Many uncountable dense linear orders

Question

A theorem of Shelah (which has been quoted several times on this website) states that if $T$ is a countable unstable theory and $\kappa$ is an uncountable cardinal, then $T$ has $2^\kappa$ non-isomorphic models of cardinality $\kappa$. I was wondering if there is an elementary way ($\mathit{i.e.}$ requiring very little model and set theory) to illustrate this theorem in the special case of dense linear orders.
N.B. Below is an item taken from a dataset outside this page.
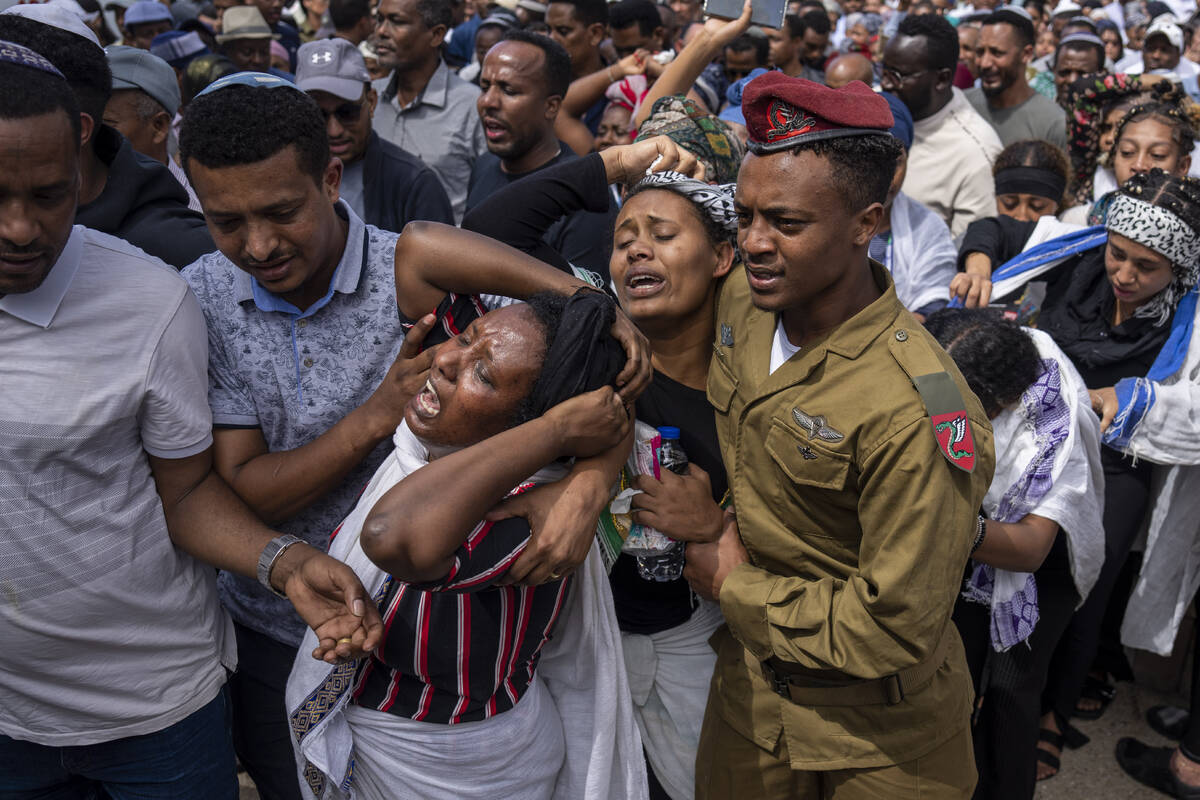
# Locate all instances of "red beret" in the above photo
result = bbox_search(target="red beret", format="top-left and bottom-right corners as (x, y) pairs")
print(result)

In particular, I would like to construct explicitly $2^{\mathfrak{c}}$ pairwise non-isomorphic dense linear orders of cardinality $\mathfrak{c}$. My starting point was to consider the real line (“horizontally”) and to attach to every real number on the line a “vertical” fiber, which would be either $\mathbb{R}$ or $\mathbb{Q}$, and then order the whole subset of $\mathbb{R}^2$ obtained this way by the lexicographic order. Given any $A\subseteq\mathbb{R}$, I would then consider the dense linear order $\mathcal{M}_A$ which has $\mathbb{R}$ as a vertical fiber over every $x\in A$ and $\mathbb{Q}$ as a vertical fiber over every $x\notin A$. I have produced $2^{\mathfrak{c}}$ models of cardinality $\mathfrak{c}$, which unfortunately are not pairwise non-isomorphic (for example, whenever $A$ and $B$ are singletons, $\mathcal{M}_A$ and $\mathcal{M}_B$ are isomorphic). So I'm not sure this is the way to go. Any thoughts?

Answer 1

Start with $\kappa$ and replace each ordinal with either $(\omega_1^*+\omega_1)\times \mathbb{Q}$ or $(1+\omega_1^*+\omega_1)\times \mathbb{Q}$. This gives $2^{\kappa}$ many nonisomorphic dense orders.